Listening to an ape get horny as I rub her hairy back isn’t the only thing I’m not keen on in third-person survival game Ancestors: The Humankind Odyssey. It begins 10 million years in the past with you controlling the leader of a small clan of hominids – the distant precursors to human beings that eventually evolved, invented computers, developed games about ancient hominids, and wrote reviews about them. Like evolution itself, Ancestors is slow, often uneventful, and a frequently frustrating struggle.
MONKEYSHINES
An average day in Ancestors is spent exploring the forests of Africa, using your senses to examine your surroundings. But the novelty of detecting something by sound or scent wears off almost immediately due to repetition and awkward controls. When I want to use my senses to investigate something, I need to stop moving completely. Then I need to make sure I’m not close to any rock, stick, plant, or food item or I’ll get the prompt to interact with that item instead of the prompts to use my senses, resulting in a lot of awkward shuffling around. Even just trying to target another hominid for an interaction is a fiddly annoyancee.
There’s naturally lots of climbing and jumping around on the cliffs and trees, which can be exhilarating when making long leaps to snag vines and branches, but much less fun when you miss. Most expeditions wind up with me plummeting to the ground at least once and shattering my leg. The finer movements of my hominid are even more difficult, like trying to transition from a vertical tree trunk to a horizontal branch, which takes a lot of manoeuvring and re-adjusting.
STICKS AND STONES
If you survive and progress long enough, you can advance time hundreds of thousands of years at once and continue playing with the successors of your lineage. Your clan’s experiences and knowledge are matched against science’s estimation of the real thing when you make these evolutionary leaps. I was pretty stoked that my first clan, the Chunky Monkeys, was evolving faster than hominids actually did, mainly because I’d figured out how to bash things with chunks of obsidian earlier than my real-life ancestors did.

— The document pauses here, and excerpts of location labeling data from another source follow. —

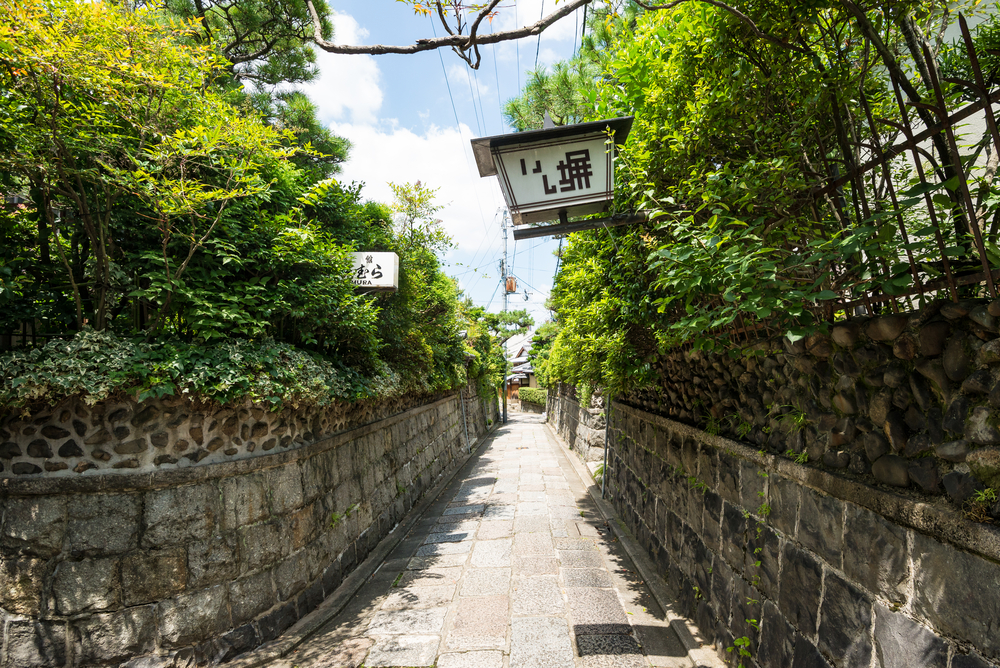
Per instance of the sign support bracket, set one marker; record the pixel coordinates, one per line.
(565, 227)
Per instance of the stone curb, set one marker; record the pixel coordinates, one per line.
(686, 631)
(302, 630)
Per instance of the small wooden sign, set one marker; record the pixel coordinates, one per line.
(554, 173)
(375, 271)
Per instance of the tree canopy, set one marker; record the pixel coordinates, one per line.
(160, 209)
(740, 111)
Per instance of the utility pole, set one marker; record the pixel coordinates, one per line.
(503, 283)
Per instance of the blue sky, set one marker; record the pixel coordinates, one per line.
(397, 111)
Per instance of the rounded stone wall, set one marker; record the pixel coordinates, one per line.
(190, 561)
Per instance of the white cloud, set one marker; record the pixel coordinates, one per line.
(438, 157)
(462, 80)
(349, 87)
(529, 11)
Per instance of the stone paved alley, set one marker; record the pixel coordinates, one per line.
(512, 566)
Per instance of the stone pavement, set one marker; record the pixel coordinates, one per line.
(511, 567)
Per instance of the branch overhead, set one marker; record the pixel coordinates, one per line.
(462, 44)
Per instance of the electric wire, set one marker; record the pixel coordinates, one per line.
(538, 44)
(496, 74)
(517, 49)
(479, 96)
(447, 83)
(458, 126)
(472, 96)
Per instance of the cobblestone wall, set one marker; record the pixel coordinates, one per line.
(181, 565)
(908, 401)
(72, 438)
(582, 428)
(831, 570)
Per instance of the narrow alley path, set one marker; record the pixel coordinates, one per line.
(511, 567)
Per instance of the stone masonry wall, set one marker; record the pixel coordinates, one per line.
(73, 438)
(184, 565)
(582, 429)
(831, 570)
(906, 401)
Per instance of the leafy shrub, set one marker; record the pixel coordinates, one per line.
(533, 395)
(95, 365)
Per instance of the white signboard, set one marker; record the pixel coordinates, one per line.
(558, 174)
(375, 271)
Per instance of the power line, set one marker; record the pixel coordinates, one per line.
(538, 44)
(517, 50)
(496, 73)
(472, 94)
(446, 82)
(458, 124)
(479, 96)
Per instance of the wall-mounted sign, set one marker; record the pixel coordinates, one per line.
(375, 271)
(554, 173)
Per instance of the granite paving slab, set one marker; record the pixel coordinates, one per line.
(502, 571)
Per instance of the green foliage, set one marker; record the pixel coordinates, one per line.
(541, 348)
(266, 43)
(979, 506)
(797, 457)
(194, 225)
(736, 236)
(533, 395)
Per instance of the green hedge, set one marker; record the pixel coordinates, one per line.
(95, 365)
(533, 395)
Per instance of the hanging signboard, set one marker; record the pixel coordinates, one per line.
(375, 271)
(557, 172)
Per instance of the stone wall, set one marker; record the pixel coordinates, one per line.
(581, 428)
(180, 564)
(72, 438)
(831, 570)
(905, 401)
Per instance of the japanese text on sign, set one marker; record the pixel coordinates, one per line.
(575, 172)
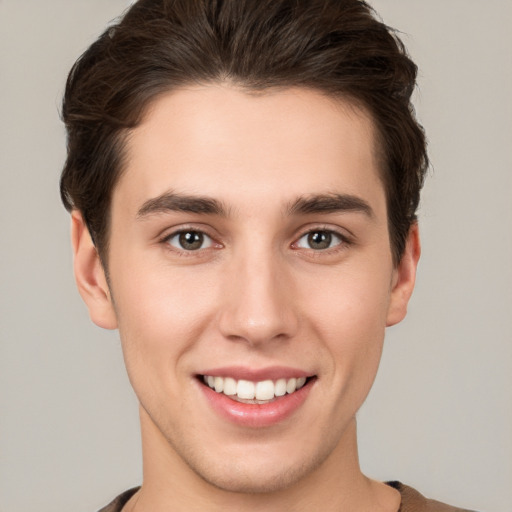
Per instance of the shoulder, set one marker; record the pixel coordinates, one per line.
(118, 503)
(413, 501)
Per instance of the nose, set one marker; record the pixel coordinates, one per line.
(258, 300)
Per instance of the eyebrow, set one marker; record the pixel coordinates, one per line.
(304, 205)
(330, 203)
(174, 202)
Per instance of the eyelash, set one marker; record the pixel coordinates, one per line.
(343, 243)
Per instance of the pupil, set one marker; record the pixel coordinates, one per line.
(319, 239)
(191, 240)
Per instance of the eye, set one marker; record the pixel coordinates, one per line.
(190, 240)
(319, 240)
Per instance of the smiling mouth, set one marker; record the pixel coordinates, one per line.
(260, 392)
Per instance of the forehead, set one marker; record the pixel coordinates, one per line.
(220, 141)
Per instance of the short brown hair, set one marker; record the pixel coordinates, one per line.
(338, 47)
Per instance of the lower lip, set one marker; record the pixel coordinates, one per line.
(257, 415)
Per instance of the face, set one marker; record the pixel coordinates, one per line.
(251, 279)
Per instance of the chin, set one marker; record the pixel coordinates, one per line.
(251, 480)
(255, 473)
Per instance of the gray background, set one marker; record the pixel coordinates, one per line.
(440, 415)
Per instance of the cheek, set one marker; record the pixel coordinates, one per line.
(161, 313)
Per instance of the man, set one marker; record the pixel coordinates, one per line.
(243, 179)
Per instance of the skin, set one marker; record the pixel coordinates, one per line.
(256, 293)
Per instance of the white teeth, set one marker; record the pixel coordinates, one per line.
(245, 389)
(280, 389)
(264, 390)
(229, 386)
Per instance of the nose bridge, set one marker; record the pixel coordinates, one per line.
(257, 306)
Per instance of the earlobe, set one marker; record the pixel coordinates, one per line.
(90, 275)
(404, 278)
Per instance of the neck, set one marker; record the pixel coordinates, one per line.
(336, 484)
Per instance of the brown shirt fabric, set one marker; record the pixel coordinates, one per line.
(412, 501)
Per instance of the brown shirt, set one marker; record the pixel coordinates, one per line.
(412, 501)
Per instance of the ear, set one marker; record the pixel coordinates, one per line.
(90, 276)
(404, 278)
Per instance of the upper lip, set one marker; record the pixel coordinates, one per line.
(257, 374)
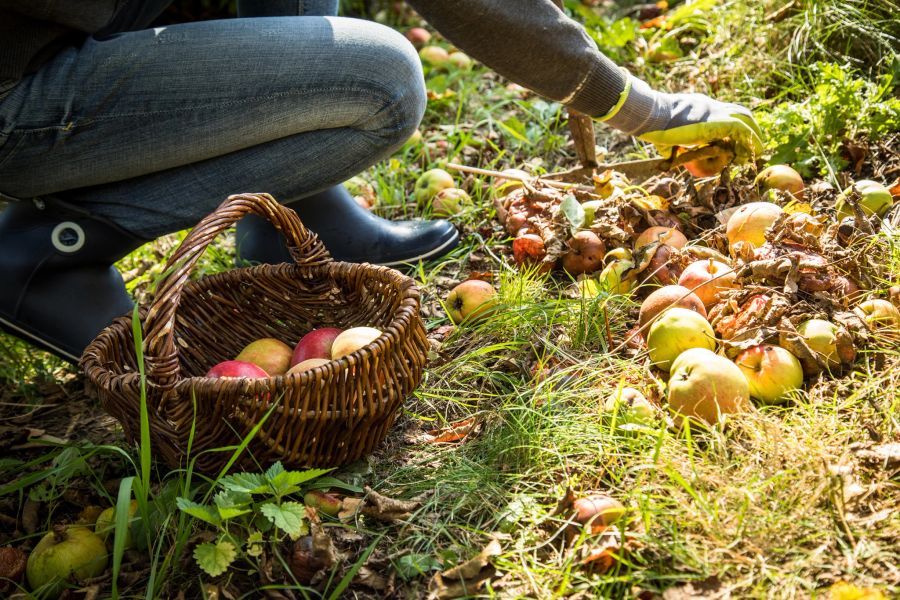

Alas, the lineage of the Chunky Monkeys was wiped out about a million years later after losing a few fights and running out of fertile females. Starting Ancestors over again from the beginning is a major drag, having to re-discover every leaf and plant I’ve already long since grown tired of gathering, sniffing, and tasting – not to mention all those backrubs. I haven’t finished Ancestors yet, but I’ve had enough of it.